A responsabilidade familiar de prestação de alimentos para pessoas idosas

Muitos idosos encontram-se em situação de completo abandono por familiares ou abandonados por grande parte da família, o que onera em demasia os responsáveis por seus cuidados.

Há medidas a serem adotadas judicialmente de forma que os demais familiares contribuam, mesmo que financeiramente, com esses cuidados? A resposta será dada ao longo deste artigo.

Antes de mais nada, é importante salientar que a responsabilidade de prestar alimentos para familiar idoso, como leciona Maria Helena Diniz, “é divisível entre os parentes do necessitado, encarregados da prestação alimentícia, salvo se o alimentando for idoso, visto que a obrigação passará, então, a ser solidária ex lege, cabendo-lhe optar entre os prestadores (Lei n. 10.741/2003, art. 12)”. 

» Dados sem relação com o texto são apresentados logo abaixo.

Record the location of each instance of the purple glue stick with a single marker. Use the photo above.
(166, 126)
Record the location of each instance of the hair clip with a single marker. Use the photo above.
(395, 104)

Desta feita, não tendo o idoso descendência ou ascendência, a prestação alimentar, por sua vez, é de responsabilidade da família, segundo princípio da solidariedade familiar nos termos do artigo 230 da Constituição Federal, e na Lei nº 10.741/03 – Estatuto do Idoso,  no artigo 3º.

Nesses dispositivos, é previsto o dever da família no amparo às pessoas idosas, defendendo sua dignidade e seu bem-estar e garantindo-lhes o direito à vida.

Ainda, a obrigação alimentar entre a família, encontra respaldo em nosso ordenamento jurídico, nos termos do artigo 1.697, do Código Civil, que assim dispõe:

Art. 1.697. Na falta dos ascendentes cabe a obrigação aos descendentes, guardada a ordem de sucessão e, faltando estes, aos irmãos, assim germanos como unilaterais.

Com efeito, a obrigação alimentar é divisível entre todos os coobrigados, possibilitando a exclusão do codevedor que demonstrar não possuir condições financeiras para atender ao pleito. Conforme disposição constante do art. 1.698, do Código Civil:

Art. 1.697. Se o parente, que deve alimentos em primeiro lugar, não estiver em condições de suportar totalmente o encargo, serão chamados a concorrer os de grau imediato; sendo várias as pessoas obrigadas a prestar alimentos, todas devem concorrer na proporção dos respectivos recursos, e, intentada ação contra uma delas, poderão as demais ser chamadas a integrar a lide.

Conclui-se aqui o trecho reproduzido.